Effects of pioglitazone on isolated human endothelial progenitor cells

Objective We aimed to study the effects of the thiazolidinedione pioglitazone on human endothelial progenitor cells (EPCs) in vitro. Methods EPCs were obtained from the mononuclear cells of human buffy coats. Characterization was performed on day 7 by flow cytometry analysis for DiLDL/Lectin, CD14, CD31 and kinase‐insert domain receptor (KDR). Formation of colony forming units (CFUs), as well as adhesion on fibronectin matrix under laminar shear flow was also assessed. Results Pioglitazone, at a concentration of 1μM and 72h of incubation, increased the EPC number (155.3±17.9% vs. 101.2±3.0% in the control without treatment). It also augmented the number of EPC‐CFUs (149±3.2% vs. 100.0±6.9%).

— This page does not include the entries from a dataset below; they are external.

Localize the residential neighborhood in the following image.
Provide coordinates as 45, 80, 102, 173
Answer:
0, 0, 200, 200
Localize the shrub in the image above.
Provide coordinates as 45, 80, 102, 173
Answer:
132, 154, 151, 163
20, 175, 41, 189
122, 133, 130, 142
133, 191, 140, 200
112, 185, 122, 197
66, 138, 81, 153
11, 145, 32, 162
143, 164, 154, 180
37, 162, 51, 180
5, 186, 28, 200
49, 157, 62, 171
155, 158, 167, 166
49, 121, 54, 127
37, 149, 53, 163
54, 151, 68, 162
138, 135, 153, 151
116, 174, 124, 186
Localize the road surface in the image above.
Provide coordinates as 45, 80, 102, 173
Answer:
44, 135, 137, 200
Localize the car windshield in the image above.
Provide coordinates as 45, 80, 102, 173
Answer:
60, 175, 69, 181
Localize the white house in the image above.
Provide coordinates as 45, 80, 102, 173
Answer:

The most dramatic phenotypic change was achieved after analysing expression of KDR. Pioglitazone increased the total number of KDR + EPC from 13.3±0.4% to 39.4±4.5%. In addition, this treatment significantly increased the EPC adhesion on fibronectin under laminar shear flow from 100.0±13.9% to 173.1±26.7%. However, these effects were not achieved after incubation with pioglitazone at the higher concentartion of 10μM. Conclusions Pioglitazone was able to exert a stimulatory effect on cultured human EPCs in a biphasic manner (1μM but not 10μM), as this has been revealed by increasing EPC number and function, and improving the EPC adhesion under flow conditions.